The Sources of Religious Insight: Lectures Delivered before Lake Forest College on the Foundation of the Late William Bross

Read FREE!

Excerpt

THE RELIGIOUS PROBLEM AND THE HUMAN INDIVIDUAL

My first task must be to forestall possible disappointments regarding the scope of our inquiry. In seven lectures upon a vast topic very little can at best be accomplished. I want to tell you at the outset what are some of the limitations to which I propose to subject my undertakings.

I come before you as a philosophical inquirer addressing a general audience of thoughtful people. This definition of my office implies from the outset very notable limitations. As a philosophical inquirer I am not here to preach to you, but to appeal to your own thoughtfulness. Again, since my inquiry concerns the Sources of Religious Insight, you will understand, I hope, that I shall not undertake to present to you any extended system of religious doctrine. Upon sources of insight we are to concentrate our attention. What insight may be obtained from those sources we shall only attempt to indicate in the most general way, not at length to expound. What theologians would call a system of dogmas, I shall not undertake to define. What philosophers would regard as a comprehensive philosophy of religion I shall have no time to develop within our limits. I am to make some comments upon the ways in which religious truths can become accessible to men. What truths thus become accessible you must in large measure discover by your own appeal to the sources of which I shall try to tell you.
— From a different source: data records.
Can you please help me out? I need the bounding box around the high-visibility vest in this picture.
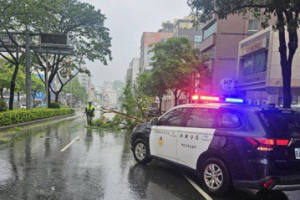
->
[86,105,94,111]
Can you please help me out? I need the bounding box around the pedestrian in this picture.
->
[84,101,95,125]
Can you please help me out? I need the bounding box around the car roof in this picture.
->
[174,103,262,111]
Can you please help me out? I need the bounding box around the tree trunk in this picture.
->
[172,90,179,106]
[8,63,19,110]
[158,96,163,113]
[54,92,60,102]
[31,91,37,107]
[0,88,4,99]
[277,11,298,109]
[48,87,51,106]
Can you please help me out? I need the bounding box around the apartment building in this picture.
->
[198,15,262,96]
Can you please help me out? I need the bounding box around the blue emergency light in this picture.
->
[225,98,244,103]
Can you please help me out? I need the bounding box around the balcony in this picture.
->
[200,33,216,52]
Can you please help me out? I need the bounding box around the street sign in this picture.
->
[0,33,21,52]
[40,33,68,45]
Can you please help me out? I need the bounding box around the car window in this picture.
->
[186,108,217,128]
[159,108,190,126]
[219,112,241,128]
[261,110,300,138]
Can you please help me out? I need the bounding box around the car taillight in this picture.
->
[264,179,274,189]
[245,138,290,151]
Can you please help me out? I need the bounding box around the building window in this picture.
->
[194,35,202,43]
[243,51,268,76]
[203,22,217,40]
[253,52,267,73]
[248,19,258,31]
[243,56,253,76]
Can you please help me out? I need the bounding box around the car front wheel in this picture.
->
[133,139,152,164]
[199,158,230,195]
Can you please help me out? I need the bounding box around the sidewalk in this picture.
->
[0,113,80,145]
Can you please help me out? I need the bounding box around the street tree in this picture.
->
[133,73,155,119]
[148,68,168,113]
[188,0,300,108]
[0,59,12,99]
[0,0,51,110]
[36,0,112,106]
[31,74,45,105]
[151,38,195,106]
[63,76,88,104]
[121,80,140,128]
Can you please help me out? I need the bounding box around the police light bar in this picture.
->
[192,95,199,101]
[225,98,244,103]
[200,96,220,101]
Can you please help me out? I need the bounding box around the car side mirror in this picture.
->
[150,118,159,126]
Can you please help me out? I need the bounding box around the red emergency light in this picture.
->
[192,95,199,101]
[200,96,220,101]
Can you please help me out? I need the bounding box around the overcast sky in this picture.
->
[81,0,190,86]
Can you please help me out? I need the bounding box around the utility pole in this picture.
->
[25,29,32,110]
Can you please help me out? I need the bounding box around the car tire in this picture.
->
[133,139,152,165]
[199,158,230,196]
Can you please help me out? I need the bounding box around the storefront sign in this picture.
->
[239,72,267,85]
[241,38,267,56]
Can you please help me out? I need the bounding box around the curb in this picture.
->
[0,113,77,132]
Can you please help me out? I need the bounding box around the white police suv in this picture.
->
[131,103,300,194]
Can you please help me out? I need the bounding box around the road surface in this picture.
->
[0,117,300,200]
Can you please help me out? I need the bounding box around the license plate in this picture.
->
[295,148,300,160]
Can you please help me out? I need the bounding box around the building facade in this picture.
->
[140,32,173,73]
[173,17,202,48]
[130,58,140,85]
[199,15,262,96]
[237,27,300,105]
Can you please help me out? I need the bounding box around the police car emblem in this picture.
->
[158,137,164,147]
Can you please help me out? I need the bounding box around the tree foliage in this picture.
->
[36,0,112,105]
[151,38,196,106]
[0,0,51,110]
[188,0,300,108]
[63,77,88,104]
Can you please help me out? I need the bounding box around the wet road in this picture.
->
[0,119,300,200]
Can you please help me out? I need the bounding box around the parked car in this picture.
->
[147,107,161,117]
[131,103,300,195]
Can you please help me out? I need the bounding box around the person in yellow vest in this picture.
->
[84,102,95,125]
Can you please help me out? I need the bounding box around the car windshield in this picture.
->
[261,110,300,138]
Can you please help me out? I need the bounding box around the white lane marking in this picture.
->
[182,174,213,200]
[60,136,79,152]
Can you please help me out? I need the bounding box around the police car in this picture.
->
[131,98,300,195]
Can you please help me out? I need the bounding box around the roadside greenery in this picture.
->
[0,99,7,112]
[188,0,300,108]
[0,108,74,126]
[121,38,210,128]
[0,0,112,110]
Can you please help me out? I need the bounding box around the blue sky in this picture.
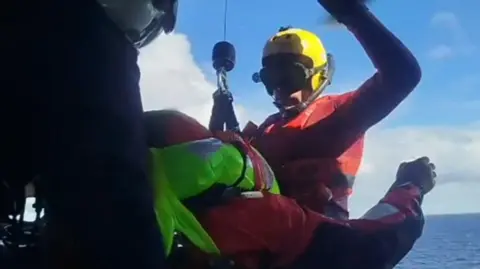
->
[135,0,480,216]
[178,0,480,125]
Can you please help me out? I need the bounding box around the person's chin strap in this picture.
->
[273,54,335,118]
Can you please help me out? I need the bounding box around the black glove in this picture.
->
[317,0,371,23]
[391,157,437,194]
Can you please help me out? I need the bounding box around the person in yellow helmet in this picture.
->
[245,0,421,219]
[144,110,435,269]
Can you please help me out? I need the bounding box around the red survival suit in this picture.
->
[247,7,421,219]
[145,111,424,269]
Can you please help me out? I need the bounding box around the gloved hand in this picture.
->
[392,157,437,194]
[317,0,372,23]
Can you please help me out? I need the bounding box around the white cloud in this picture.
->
[428,11,476,60]
[351,124,480,216]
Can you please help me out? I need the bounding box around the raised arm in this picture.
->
[291,0,421,157]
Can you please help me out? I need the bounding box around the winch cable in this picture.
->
[209,0,240,132]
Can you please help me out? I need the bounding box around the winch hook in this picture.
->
[209,0,240,132]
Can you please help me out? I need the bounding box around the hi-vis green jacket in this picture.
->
[150,135,279,256]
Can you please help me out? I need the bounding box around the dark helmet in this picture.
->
[98,0,178,48]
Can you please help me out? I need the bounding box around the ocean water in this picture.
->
[396,214,480,269]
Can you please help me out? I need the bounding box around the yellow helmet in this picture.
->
[254,28,333,106]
These somewhat narrow limitations may have, as I hope, their correlative advantages. Since I am to speak of sources, rather than of creeds or of philosophies, I may be able to appeal to people of decidedly various opinions without directing undue attention to the motives that divide them. I need not presuppose that my hearers are of the company of believers or of the company of doubters; and if they are believers, it matters little, for my present purpose, to what household of the faith they belong. I am not here to set people right as to matters of doctrine, but rather to point out the way that, if patiently followed, may tend to lead us all toward light and unity of doctrine. If you listen to my later lectures you may, indeed, be led to ask various questions about my own creed, which, in these lectures, I shall not attempt to answer. But I shall be content if what I say helps any of you, however little, toward finding for yourselves answers to your own religious questions.